# Lab 07: Matrična faktorizacija

This exercise will introduce an advanced version of non-linear optimization - the use of a gradient descent algorithm in a  movie recommender system. To achieve this aim we will introduce RMSE evaluation metric, 10-fold cross validation and the Matrix Factorization algorithm.

## Recommender Systems
Recommender systems were developed as a solution to the overwhelming number of content items available to the user. With the rapid growth of the internet availability the ease of multimedia item production the user can quickly become unable to chose what to watch / listen / read since he/she has too many items to chose from.
Recommender systems have developed as a solution to this problem. They work in many different ways - from looking for people with similar taste (Collaborative Recommender Systems) to discerning each user’s particular taste (Content-based Recommender Systems) to any combination of approaches (Hybrid Recommender System).
Regardless of the approach they require some setup - determining the optimum setting values to achieve the best performance. 
For this exercise we will focus on the Matrix Factorization approach which is one of the better known Collaborative algorithms.

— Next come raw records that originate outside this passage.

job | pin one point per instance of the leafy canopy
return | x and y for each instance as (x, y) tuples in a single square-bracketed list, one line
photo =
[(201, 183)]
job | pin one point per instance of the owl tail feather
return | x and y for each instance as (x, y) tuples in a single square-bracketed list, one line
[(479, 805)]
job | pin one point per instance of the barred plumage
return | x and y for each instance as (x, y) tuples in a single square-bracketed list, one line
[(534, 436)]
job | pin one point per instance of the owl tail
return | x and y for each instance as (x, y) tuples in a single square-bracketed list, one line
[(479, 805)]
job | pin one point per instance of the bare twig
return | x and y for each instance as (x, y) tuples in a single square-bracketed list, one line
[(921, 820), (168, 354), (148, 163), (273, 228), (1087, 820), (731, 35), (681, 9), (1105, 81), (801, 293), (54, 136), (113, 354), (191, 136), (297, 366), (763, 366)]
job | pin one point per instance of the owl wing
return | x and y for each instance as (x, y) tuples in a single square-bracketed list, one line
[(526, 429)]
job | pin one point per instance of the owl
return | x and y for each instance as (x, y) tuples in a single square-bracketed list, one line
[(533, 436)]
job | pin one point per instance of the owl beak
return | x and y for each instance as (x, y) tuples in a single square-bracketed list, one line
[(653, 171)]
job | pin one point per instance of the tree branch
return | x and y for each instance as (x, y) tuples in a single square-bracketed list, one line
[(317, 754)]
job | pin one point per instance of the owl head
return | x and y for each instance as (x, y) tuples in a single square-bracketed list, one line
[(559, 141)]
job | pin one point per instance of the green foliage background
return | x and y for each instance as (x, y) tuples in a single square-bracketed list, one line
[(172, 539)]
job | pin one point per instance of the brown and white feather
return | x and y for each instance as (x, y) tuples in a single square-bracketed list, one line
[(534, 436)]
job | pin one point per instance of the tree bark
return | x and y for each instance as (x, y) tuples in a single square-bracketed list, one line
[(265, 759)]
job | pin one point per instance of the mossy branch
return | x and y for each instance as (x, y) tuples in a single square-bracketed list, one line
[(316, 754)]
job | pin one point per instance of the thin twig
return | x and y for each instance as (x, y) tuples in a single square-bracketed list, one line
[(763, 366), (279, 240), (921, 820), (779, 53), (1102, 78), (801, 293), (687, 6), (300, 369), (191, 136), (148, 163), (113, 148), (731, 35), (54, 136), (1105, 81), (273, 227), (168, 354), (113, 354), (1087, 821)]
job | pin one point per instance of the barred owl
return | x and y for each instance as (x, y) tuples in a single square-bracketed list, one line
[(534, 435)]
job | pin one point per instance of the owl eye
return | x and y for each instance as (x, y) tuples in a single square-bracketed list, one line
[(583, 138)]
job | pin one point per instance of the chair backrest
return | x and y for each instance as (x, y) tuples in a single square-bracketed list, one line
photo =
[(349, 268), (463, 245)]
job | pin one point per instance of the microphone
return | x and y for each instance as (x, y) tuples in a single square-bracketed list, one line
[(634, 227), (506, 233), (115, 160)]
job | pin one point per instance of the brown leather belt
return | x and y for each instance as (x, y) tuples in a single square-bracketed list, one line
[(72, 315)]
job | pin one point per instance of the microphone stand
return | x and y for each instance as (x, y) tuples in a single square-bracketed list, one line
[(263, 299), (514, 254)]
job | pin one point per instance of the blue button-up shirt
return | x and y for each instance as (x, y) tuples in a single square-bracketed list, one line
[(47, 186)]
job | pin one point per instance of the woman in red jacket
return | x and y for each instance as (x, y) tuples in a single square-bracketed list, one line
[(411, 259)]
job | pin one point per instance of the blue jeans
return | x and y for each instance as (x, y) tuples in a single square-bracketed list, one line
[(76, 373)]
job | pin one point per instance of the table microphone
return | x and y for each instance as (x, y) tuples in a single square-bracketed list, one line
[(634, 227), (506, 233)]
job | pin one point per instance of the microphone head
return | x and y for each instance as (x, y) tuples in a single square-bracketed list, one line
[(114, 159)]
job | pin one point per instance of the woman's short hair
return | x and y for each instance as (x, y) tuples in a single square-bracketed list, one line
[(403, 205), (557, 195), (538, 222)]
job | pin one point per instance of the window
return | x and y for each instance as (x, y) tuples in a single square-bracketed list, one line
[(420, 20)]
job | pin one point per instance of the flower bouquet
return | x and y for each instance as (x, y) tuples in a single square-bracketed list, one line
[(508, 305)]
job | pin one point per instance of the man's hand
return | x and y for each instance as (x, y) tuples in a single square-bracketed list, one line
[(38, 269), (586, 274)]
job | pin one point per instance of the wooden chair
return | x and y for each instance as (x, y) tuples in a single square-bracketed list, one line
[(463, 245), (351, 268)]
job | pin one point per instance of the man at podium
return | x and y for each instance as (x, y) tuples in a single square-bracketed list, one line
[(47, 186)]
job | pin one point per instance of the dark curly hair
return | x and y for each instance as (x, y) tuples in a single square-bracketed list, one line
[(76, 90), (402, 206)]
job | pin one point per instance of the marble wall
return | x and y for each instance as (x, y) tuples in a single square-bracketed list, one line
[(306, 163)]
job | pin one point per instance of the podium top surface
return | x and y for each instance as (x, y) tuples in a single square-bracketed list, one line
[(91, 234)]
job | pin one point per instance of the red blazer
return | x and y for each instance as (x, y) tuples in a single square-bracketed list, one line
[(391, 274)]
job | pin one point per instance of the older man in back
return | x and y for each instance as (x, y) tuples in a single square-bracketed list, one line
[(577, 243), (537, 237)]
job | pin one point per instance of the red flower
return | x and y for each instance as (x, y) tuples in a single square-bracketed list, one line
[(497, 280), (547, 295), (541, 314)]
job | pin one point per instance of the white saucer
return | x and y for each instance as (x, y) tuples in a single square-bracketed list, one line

The explanation of Matrix factorization is available in the literature:
https://e.fe.uni-lj.si/mod/folder/view.php?id=10996


## Matrix Factorization
The Matrix Factorization (MF) approach works by transforming the user-item matrix into a feature space that has some similarities with the PCA approach. The aim of the algorithm is to generate a set of latent features for each existing user and item. Any rating can then be calculated with the help of a dot product of the feature vector of the user who is looking for a recommendation and the feature vector of the potentially interesting multimedia item. 


## Base equation
The basic equation for predicted rating calculation is 
$r = b + b_u+b_i+p*q$
With $b$ being the global bias (database average rating), $b_u$ user bias, $b_i$ item bias and the $p*q$ the dot product of the feature vectors.

## Feature calculation
The challenge of the MF approach lies in the feature calculation. Since most of the user-item matrix features empty values (i.e. the users did not rate the items yet) we cannot use a direct PCA approach. Instead we use a gradient descent based approach that tries to set the feature values in such a way that the calculated rating match the actual ratings as close as possible.
 
The approach works (for each rating):
* Calculate the current predicted rating
* Error is the difference between the calculated rating and the true rating in the dataset
* Use the following two equations to set the value of the current latent feature
 - tmpUF =tempUF + (error *tempIF -regularization *tempUF) *pLearningRate
 - tmpIF = tempIF + (error *tempUF -regularization *tempIF) *qLearningRate 

The approach therefore features a set of parameters, that can be optimized to minimize the error of the prediction.



As usual we must import our data, prepare the dataset and initialize our values.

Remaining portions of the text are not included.